BIOCHEMISTRY - DR. JAKUBOWSKI
Last Update: 3/25/16
Learning Goals/Objectives for Chapter 5A: After class and this reading, students will be able to
In the previous examples, we considered the case of a macromolecule M binding a ligand L at a single site, as described in the equation below:
M + L <==> ML
where Kd = [M][L]/[ML]
We saw that the binding curves (ML vs L or Y vs L are hyperbolic, with a Kd = L at half maximal binding.
A special, yet common example of this equilibrium occurs when a macromolecule binds itself to form a dimer, as shown below:
M + M <==> M2 or D
where D is the dimer, and where
Equation 11: Kd = [M][M]/[D] = [M]2/[D]
At first glance you would expect a graph of [D] vs [M] to be hyperbolic, with the Kd again equaling the [M] at half-maximal dimer concentration.
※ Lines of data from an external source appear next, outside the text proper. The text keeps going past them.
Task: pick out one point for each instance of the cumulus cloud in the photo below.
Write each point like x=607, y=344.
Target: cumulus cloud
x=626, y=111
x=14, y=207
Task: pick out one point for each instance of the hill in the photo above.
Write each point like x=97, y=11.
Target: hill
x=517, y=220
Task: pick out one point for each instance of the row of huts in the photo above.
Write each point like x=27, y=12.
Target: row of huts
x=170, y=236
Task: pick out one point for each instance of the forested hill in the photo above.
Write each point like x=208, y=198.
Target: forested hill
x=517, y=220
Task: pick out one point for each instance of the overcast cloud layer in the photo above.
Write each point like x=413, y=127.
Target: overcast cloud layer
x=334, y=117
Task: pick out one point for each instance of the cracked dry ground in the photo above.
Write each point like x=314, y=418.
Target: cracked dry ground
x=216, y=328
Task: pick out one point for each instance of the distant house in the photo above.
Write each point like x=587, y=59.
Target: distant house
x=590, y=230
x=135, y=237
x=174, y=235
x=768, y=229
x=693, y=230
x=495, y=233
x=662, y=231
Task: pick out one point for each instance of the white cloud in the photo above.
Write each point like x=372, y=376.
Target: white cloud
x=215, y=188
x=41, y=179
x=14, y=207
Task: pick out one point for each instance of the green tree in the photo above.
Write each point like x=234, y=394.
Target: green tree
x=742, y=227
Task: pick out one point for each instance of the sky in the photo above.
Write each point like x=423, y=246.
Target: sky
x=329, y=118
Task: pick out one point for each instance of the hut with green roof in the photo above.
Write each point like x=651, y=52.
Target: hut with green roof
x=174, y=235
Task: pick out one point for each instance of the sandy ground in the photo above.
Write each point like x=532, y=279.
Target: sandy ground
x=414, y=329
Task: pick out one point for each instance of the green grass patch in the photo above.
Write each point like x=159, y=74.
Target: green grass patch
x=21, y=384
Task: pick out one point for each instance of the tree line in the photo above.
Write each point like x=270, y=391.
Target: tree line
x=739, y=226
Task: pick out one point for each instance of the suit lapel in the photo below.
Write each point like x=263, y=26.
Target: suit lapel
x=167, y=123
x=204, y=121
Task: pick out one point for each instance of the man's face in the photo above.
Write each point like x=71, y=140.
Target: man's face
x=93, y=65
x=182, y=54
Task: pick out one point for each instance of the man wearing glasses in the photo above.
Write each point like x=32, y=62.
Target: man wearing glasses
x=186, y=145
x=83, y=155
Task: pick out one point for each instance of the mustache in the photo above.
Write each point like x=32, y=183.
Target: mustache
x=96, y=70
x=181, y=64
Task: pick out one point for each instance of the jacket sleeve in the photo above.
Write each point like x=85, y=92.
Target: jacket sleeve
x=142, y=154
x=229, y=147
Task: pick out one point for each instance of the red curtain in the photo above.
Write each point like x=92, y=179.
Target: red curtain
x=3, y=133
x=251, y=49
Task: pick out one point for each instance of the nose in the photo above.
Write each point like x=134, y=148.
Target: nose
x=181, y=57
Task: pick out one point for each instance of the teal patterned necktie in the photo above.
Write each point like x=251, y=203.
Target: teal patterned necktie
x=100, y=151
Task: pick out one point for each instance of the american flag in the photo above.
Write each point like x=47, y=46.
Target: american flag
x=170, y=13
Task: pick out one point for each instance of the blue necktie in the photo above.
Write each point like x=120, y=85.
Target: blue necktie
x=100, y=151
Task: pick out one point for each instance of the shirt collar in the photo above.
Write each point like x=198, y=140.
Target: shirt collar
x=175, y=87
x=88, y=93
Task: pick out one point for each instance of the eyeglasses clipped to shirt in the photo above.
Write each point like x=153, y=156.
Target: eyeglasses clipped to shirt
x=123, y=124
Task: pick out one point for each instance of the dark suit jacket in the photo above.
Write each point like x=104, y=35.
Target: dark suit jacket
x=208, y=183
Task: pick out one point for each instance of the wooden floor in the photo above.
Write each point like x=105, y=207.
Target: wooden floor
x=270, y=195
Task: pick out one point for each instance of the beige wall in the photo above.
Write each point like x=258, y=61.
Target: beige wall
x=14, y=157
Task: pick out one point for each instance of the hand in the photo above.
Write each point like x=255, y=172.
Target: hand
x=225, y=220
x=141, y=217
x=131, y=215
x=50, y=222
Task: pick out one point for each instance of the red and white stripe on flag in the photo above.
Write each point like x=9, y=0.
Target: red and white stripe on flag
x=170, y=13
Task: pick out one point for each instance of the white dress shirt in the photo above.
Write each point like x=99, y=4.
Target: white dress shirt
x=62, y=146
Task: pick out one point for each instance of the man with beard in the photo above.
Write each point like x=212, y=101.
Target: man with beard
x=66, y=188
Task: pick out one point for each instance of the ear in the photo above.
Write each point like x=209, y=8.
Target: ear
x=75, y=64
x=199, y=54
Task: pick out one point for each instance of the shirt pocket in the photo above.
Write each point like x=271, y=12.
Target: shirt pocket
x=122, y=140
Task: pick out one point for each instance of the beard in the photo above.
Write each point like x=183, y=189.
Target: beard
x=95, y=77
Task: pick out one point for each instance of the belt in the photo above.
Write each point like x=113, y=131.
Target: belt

This turns out to be true, but a simple derivation is in order since in the previous derivation, it was assumed that Mo was fixed and Lo varied. In the case of dimer formation, Mo, which superficially represents both M and L in the earlier derived expression, are both changing.
One again a mass balance expression for Mo can be written:
Equation 12: [Mo] = [M] + 2[D]
where the coefficient 2 is necessary since their are 2 M in each dimer.
More generally, for the case of formation of trimers (Tri), tetramers (Tetra), and other oligomers,
Equation 13: [Mo] = [M] + 2[D] + 3[Tri] + 4[Tetra] + ....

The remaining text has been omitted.